Por: Fernando Molica

Abjetas eram as chibatadas

Estátua de João Cândido, o 'Almirante Negro' | Foto: Beth Santos/Prefeitura do Rio

Ao classificar de "abjetos" os marinheiros que, em 1910, amotinaram-se contra o uso da chibata na Marinha, o almirante Marcos Sampaio Olsen reforçou a necessidade de o país repensar o papel de suas Forças Armadas. Não é admissível que o comandante de uma força utilize tal adjetivo para ofender homens que eram açoitados em embarcações oficiais.

A carta por ele enviada ao presidente da Comissão de Cultura da Câmara dos Deputados, Aliel Machado (PV-PR), não deveria ter sido escrita. A inclusão do nome do líder da Revolta da Chibata, João Cândido Felisberto, no Livro de Heróis e Heroínas da Pátria é tema político, que deve ser discutido pelo Congresso.

Ao redigir documento para pressionar parlamentares, Olsen reafirmou uma visão que contamina boa parte de nossos militares: a de que as Forças Armadas são independentes, que não devem prestar conta de seus atos. Mas são instituições criadas e sustentadas pelo poder civil, a quem devem obediência. A sociedade não pode ser refém de servidores que dela recebem treinamento, salários, fardas e armas. Disfunção tão flagrante que chega a ser admitida pelo próprio Olsen. Na carta, ele afirma não ser de  competência da Marinha "julgar argumentações" da Câmara. 

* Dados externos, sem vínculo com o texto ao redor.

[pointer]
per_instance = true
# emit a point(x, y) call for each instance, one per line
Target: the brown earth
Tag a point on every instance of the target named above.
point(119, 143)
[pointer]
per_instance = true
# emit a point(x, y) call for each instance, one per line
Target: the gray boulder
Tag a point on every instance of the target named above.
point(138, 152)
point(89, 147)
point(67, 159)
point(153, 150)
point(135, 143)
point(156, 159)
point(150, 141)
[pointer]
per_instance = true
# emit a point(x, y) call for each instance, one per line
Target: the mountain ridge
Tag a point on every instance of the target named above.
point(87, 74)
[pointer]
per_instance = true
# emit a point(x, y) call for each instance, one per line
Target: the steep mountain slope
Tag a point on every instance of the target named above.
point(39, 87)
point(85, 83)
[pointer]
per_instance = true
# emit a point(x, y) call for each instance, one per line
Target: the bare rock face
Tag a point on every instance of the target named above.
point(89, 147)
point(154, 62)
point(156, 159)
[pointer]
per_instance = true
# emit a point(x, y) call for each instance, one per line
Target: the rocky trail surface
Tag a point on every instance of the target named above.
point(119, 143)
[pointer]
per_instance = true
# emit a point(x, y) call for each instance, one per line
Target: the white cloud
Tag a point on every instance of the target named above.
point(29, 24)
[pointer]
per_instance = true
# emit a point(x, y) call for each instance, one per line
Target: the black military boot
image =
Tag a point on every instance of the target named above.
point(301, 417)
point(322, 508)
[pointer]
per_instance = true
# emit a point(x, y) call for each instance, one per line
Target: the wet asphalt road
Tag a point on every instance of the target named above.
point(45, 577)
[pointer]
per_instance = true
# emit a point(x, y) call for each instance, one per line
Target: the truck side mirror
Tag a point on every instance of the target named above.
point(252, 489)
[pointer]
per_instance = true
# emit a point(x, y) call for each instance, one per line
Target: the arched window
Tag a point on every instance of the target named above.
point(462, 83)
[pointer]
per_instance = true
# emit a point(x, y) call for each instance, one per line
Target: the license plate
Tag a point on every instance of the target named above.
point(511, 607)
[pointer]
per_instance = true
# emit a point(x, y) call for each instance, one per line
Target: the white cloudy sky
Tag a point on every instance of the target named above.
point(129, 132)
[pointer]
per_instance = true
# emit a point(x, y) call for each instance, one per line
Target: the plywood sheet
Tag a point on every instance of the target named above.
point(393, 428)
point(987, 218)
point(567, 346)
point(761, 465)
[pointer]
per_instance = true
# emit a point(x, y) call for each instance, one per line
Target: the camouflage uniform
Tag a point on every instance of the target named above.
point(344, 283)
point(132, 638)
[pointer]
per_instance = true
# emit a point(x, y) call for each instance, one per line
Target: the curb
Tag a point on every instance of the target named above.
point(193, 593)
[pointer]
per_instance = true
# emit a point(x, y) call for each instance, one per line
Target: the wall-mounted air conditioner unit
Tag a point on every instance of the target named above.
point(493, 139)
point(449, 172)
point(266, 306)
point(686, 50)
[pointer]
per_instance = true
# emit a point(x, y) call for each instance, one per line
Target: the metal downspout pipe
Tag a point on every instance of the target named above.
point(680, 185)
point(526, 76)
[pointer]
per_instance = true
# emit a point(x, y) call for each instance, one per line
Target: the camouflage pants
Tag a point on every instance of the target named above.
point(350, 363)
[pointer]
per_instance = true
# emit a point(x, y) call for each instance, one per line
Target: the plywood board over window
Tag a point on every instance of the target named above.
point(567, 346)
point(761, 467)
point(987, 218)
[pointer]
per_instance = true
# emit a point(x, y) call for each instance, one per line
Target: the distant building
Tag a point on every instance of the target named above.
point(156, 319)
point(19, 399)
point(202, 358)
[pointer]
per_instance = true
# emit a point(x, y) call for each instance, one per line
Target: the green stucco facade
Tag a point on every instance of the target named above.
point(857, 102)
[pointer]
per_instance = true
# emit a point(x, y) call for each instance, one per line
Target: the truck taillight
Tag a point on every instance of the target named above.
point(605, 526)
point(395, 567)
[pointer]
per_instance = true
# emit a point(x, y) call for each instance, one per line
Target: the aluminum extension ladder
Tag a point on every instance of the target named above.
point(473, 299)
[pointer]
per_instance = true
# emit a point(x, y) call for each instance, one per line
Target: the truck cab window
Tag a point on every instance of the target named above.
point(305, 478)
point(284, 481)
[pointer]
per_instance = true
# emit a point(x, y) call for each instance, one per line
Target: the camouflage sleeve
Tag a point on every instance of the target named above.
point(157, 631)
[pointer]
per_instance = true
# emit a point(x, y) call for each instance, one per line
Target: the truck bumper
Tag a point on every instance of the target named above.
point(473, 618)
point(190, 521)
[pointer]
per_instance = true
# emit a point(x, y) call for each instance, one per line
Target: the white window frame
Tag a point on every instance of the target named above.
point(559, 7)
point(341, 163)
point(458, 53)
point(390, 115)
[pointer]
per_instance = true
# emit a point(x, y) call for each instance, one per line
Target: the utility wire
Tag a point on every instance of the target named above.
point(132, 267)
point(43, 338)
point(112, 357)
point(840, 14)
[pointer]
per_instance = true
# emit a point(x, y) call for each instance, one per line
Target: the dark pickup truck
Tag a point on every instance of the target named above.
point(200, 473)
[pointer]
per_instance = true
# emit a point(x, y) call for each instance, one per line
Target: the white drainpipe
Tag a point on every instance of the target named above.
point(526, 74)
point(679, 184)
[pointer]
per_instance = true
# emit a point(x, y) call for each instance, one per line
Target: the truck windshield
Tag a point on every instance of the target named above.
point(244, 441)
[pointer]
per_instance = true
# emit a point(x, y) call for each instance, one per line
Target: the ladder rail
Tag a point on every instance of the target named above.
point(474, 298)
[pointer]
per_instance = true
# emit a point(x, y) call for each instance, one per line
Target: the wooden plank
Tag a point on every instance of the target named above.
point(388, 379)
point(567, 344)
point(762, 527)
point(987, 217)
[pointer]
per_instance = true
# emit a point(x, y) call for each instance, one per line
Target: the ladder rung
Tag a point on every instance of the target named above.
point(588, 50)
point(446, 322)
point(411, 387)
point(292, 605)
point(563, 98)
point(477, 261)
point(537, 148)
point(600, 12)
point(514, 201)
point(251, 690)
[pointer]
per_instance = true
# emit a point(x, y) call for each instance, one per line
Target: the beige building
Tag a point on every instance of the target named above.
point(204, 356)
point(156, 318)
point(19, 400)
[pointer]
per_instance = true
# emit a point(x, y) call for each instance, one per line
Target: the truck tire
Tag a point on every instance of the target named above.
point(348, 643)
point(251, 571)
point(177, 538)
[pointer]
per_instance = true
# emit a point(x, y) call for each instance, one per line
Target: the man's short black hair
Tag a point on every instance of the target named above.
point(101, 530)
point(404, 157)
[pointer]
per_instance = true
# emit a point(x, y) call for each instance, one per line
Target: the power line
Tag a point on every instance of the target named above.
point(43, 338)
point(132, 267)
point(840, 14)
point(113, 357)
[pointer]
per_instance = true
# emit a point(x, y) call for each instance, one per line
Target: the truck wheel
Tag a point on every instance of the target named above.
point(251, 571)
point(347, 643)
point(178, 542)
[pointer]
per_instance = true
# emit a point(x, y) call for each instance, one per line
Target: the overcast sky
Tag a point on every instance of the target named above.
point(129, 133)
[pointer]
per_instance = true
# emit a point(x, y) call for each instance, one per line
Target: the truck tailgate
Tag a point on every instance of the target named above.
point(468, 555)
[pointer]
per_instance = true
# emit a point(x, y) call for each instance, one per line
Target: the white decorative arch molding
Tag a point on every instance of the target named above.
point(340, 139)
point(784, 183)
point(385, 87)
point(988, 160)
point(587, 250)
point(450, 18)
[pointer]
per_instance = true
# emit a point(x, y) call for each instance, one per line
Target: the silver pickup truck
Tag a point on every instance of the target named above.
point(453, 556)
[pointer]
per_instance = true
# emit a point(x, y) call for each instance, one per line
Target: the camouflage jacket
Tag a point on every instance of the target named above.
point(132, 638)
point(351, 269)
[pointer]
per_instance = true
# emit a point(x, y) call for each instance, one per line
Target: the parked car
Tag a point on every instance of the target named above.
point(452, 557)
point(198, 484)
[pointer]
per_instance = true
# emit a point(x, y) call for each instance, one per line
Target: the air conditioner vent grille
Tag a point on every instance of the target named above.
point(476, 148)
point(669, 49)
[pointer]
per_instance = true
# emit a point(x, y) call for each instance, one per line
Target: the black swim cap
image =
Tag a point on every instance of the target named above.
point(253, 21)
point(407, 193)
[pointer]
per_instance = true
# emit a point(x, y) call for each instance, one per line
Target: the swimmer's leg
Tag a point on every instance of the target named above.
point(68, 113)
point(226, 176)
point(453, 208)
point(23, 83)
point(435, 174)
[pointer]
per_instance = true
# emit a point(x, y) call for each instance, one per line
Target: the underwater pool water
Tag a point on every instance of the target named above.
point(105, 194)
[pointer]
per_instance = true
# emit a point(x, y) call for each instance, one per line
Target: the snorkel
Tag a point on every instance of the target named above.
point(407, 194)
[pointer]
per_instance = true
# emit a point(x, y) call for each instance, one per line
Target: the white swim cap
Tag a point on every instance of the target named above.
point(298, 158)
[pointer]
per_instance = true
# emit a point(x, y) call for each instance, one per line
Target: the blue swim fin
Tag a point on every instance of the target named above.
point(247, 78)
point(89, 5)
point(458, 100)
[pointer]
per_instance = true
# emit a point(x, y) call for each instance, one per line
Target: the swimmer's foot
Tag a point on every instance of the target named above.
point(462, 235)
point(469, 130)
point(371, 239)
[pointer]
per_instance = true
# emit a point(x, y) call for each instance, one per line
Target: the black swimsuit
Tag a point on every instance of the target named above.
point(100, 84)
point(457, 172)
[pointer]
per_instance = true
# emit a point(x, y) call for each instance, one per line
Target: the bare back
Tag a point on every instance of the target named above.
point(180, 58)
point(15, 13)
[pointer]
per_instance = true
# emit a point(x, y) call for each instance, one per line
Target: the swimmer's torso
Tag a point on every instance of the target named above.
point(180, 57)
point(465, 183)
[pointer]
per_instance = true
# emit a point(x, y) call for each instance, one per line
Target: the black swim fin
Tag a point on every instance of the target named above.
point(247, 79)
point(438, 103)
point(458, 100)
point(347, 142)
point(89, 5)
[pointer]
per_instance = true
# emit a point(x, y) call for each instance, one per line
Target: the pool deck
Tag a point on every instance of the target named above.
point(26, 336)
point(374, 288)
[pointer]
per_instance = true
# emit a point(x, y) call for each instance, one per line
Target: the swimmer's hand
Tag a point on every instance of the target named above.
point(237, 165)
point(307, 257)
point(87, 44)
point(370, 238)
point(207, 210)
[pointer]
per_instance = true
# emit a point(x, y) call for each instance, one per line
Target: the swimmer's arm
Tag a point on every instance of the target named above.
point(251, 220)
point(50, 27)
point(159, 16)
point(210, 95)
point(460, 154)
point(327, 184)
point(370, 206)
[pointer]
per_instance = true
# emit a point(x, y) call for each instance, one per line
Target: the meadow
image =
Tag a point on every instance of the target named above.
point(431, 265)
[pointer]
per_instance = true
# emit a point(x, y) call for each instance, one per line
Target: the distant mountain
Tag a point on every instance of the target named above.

Adjetivos usados pelo almirante indicam uma distorção até desumana da história. Além de classificar os marinheiros de "abjetos", ele chama o movimento de "fato opóbrio" (vexaminoso, vergonhoso). Na carta, Olsen admite que havia castigos físicos nos navios, que classifica de "prática inaceitável". Atos que, escreveu, foram "reconhecidos, posteriormente, como "equivocados e indignos". Reconhecidos posteriormente, importante frisar. Depois, diz que há diferenças entre, "reconhecer um erro e enaltecer um heroísmo infundado". 

Não se pode classificar de simples "erro" o estopim da revolta, as 250 chibatadas aplicadas no marujo Marcelino Rodrigues Menezes. Se tamanha crueldade era "inaceitável", como, 114 anos depois, ele diz que não caberia uma revolta por parte de suas vítimas? O que eles deveriam ter feito, comandante? Aceitar o flagelo?

Na carta, o almirante citou que os revoltosos foram anistiados, mas omitiu que eles acabaram expulsos da Marinha, muitos foram presos, torturados e fuzilados. João Cândido foi levado para uma prisão subterrânea onde ficaria por 18 meses e, depois, internado num hospital psiquiátrico. Morreu em 1969, pobre, vendendo peixes.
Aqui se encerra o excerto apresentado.